If there’s one product outside of the computer and portable electronics markets we wish Apple would design, it’s a car.
Spot Cool Stuff is a big fan of nearly everything Apple. Yes, their products aren’t inexpensive. But they are almost universally well designed, well built and user friendly—not to mention cool-looking. If Apple were to bring their prowess an automobile design . . . well, we can only imagine.
As for the possibilities of a real life iCar, there have been rumors to that effect for years. Volkswagen and Apple reportedly had serious discussions of a developing a car together back in 2007. Others have predicted some sort of merger or joint venture between Apple and electric car manufacturer Tesla—both companies are innovative, designed-centric and based in the San Francisco Bay area.
Sadly, Spot Cool Stuff thinks the chances of Apple actually bringing an iCar to fruition are remote. What we do find plausible is Apple venturing into the in-car electronics market—audio and navigation systems, for instance. That’s an area both Google and Microsoft are already going after. We’d love to see Apple do the same.
Our favorite mock-up of an Apple automobile comes from Italian industrial designer Franco Grassi. His version of an iCar doesn’t look particularly practical, especially the way in which the driver would sit above the steering wheel (or steering oval, as the case may be). We do like how the silhouette has an Apple sensibility, looking very much like an oversized Magic Mouse.
Design consultant and car artist Anthony Jannarelly called his concept of an Apple car the iMo. In addition to creating a concept design he also built an excellent spoof website for the iMo and mocked up a few TV commercials (see example, below).

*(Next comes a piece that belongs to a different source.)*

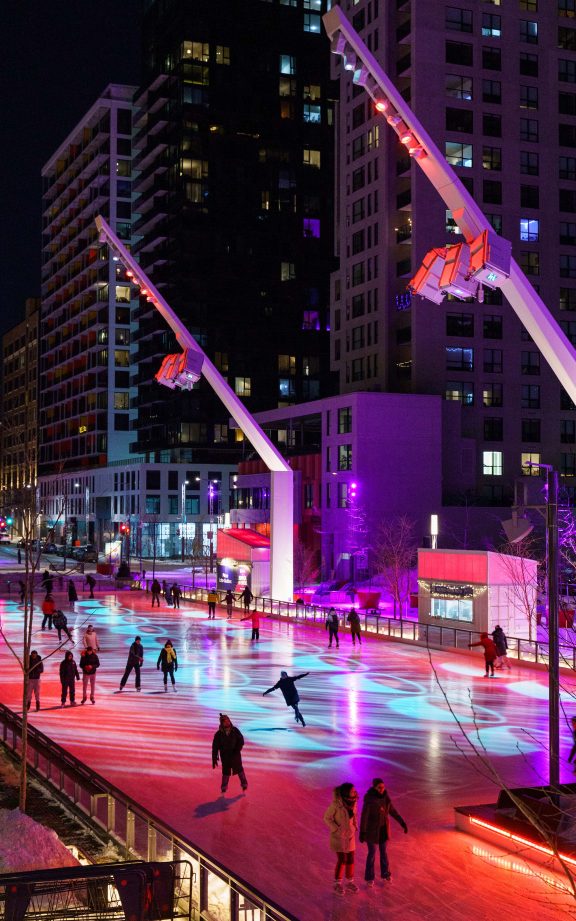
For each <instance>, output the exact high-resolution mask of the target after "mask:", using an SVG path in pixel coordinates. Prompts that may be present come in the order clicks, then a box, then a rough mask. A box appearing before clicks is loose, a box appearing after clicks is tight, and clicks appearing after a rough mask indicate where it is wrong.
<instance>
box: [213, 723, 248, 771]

Jannarelly envisions an Apple iCar to be a two-person, two-wheel pod vehicle capable of communicating with other cars, parking itself and driving itself to pick you up. That vision might be theoretical but the technology and design behind it is not. It exists today in the very real EN-V concept vehicle built by General Motors. Spot Cool Stuff has personally test driven an EN-V, which employs gyroscope technology similar to that used on a Segway. The ride was smooth and the acceleration responsive, but the vehicle is far from being capable of dealing with ice, potholes, steep hills and other features of driving in the real world. Jannarelly’s iMo, we think, would face similar obstacles.
Brabus Custom Mersedes
Brabus, a high-performance aftermarket car tuning company based in Germany, has built wondrous custom versions of the Tesla Roadster and Smart Car. But our favorite Brabus vehicle is their Apple-ized Mercedes S600.
In the rear of the S600, Brabus constructed a sliding shelf that houses a Mac Mini linked up to a 15.2-inch TFT touchscreen in the center console. That computer, which is also paired with a Bluetooth keyboard and mouse stowed in the center armrest, powers the car’s navigation, entertainment and climate systems. In the back seat there’s a compartment that holds (and charges) two Apple iPads. Passengers can place them on specially designed tables with built-in Bluetooth keyboards that flip up from the seat backs. The iPads, and all the car’s audio, can be enjoyed via Bluetooth headphones. Of course, there are plenty of iPod docks and power cords too. It is all very cool, though we’re not sure how wise it is to have this many distractions in a car capable speeding at more than 200 mph.